Sim, Jesus é Rei: “Eu sou Rei!
Para isto nasci, para isto vim ao mundo!” Mas seu Reino nada tem a ver com o
triunfalismo dos reinos humanos – de direita ou de esquerda! Nunca nos
esqueçamos que aquele que entrou em Jerusalém como Rei, veio num burrico,
símbolo de mansidão e serviço. Como coroa teve os espinhos; como cetro, uma
cana; como manto, um farrapo escarlate; como trono, a Cruz. Se quisermos compreender
a realeza de Cristo, é necessário não esquecer isso! A marca e o critério da
realeza de Cristo é e será sempre, a Cruz!
Hoje, assistimos, impressionados,
a paganização do mundo, e perguntamos: onde está a realeza do Cristo? – Onde
sempre esteve: na Cruz: “O meu reino não é deste mundo. Se o meu reino fosse
deste mundo, os meus guardas lutariam para que eu não fosse entregue aos
judeus. Mas o meu reino não é daqui”. O Reino de Jesus não é segundo o modelo
deste mundo, não se impõe por guardas, pela força, pelas armas: meu Reino não é
daqui! É um Reino que vem do mundo do amor e da misericórdia de Deus, não das
loucuras megalomaníacas dos seres humanos. E, no entanto, o Reino está no
mundo: “Cumpriu-se o tempo; o Reino de Deus está próximo” (Mc 1,15); “Se é pelo
dedo de Deus que eu expulso os demônios, então o Reino de Deus já chegou para
vós” (Lc 11,20). O Reino que Jesus trouxe deve expandir-se no mundo! Onde ele
está? Onde estiverem o amor, a verdade, a piedade, a justiça, a solidariedade,
a paz. O Reino do Cristo deve penetrar todos os âmbitos de nossa existência: a
economia, as relações comerciais, os mercados financeiros, as relações entre
pessoas e povos, nossa vida afetiva, nossa moral pessoal e comunitária.

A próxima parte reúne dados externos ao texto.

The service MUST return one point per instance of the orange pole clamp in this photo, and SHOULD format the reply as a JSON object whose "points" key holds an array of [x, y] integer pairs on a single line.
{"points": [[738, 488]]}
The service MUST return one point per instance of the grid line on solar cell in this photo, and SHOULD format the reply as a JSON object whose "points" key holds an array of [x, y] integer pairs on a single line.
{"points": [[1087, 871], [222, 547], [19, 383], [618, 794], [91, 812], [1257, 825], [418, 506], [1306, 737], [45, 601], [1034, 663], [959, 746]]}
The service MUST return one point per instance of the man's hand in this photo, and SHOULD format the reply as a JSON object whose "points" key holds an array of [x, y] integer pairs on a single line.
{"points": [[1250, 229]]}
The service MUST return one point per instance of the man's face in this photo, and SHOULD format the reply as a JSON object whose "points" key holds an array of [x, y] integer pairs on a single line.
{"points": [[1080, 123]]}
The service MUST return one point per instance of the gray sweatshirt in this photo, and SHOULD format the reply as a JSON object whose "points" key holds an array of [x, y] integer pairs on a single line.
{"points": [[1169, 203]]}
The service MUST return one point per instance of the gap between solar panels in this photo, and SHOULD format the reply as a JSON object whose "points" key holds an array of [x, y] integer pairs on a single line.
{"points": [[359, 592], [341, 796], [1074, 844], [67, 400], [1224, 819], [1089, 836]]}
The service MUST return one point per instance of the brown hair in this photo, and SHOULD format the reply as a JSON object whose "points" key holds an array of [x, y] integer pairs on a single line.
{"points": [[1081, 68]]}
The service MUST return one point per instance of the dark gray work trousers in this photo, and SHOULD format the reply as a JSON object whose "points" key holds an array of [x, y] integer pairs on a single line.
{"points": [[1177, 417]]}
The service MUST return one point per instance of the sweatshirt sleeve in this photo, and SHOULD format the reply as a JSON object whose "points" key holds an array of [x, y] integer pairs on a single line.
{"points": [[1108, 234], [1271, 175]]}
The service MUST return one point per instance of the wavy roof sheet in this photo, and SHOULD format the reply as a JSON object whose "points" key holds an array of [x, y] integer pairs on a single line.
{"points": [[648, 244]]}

Celebrar Jesus Cristo Rei do
Universo é proclamar diante do mundo que somente Cristo é o sentido último de
tudo e de todos, que somente Cristo é definitivo e absoluto. Proclamá-lo Rei é
dizer que não nos submetemos a nada nem a ninguém, a não ser ao Cristo; é
afirmar que tudo o mais é relativo e menos importante quando confrontado com o
único necessário, que é o Reino que Jesus veio trazer. Num mundo que deseja
esvaziar o Evangelho, tornando Jesus alguém inofensivo e insípido, um deus de
barro, vazio e sem utilidade, proclamar Jesus como Rei é rejeitar o projeto
pagão do mundo atual e proclamar: “O Cordeiro que foi imolado é digno de
receber o poder, a divindade, a sabedoria, a força e a honra. A ele a glória e
poder através dos séculos”. Amém (Ap 5,12; 1,6).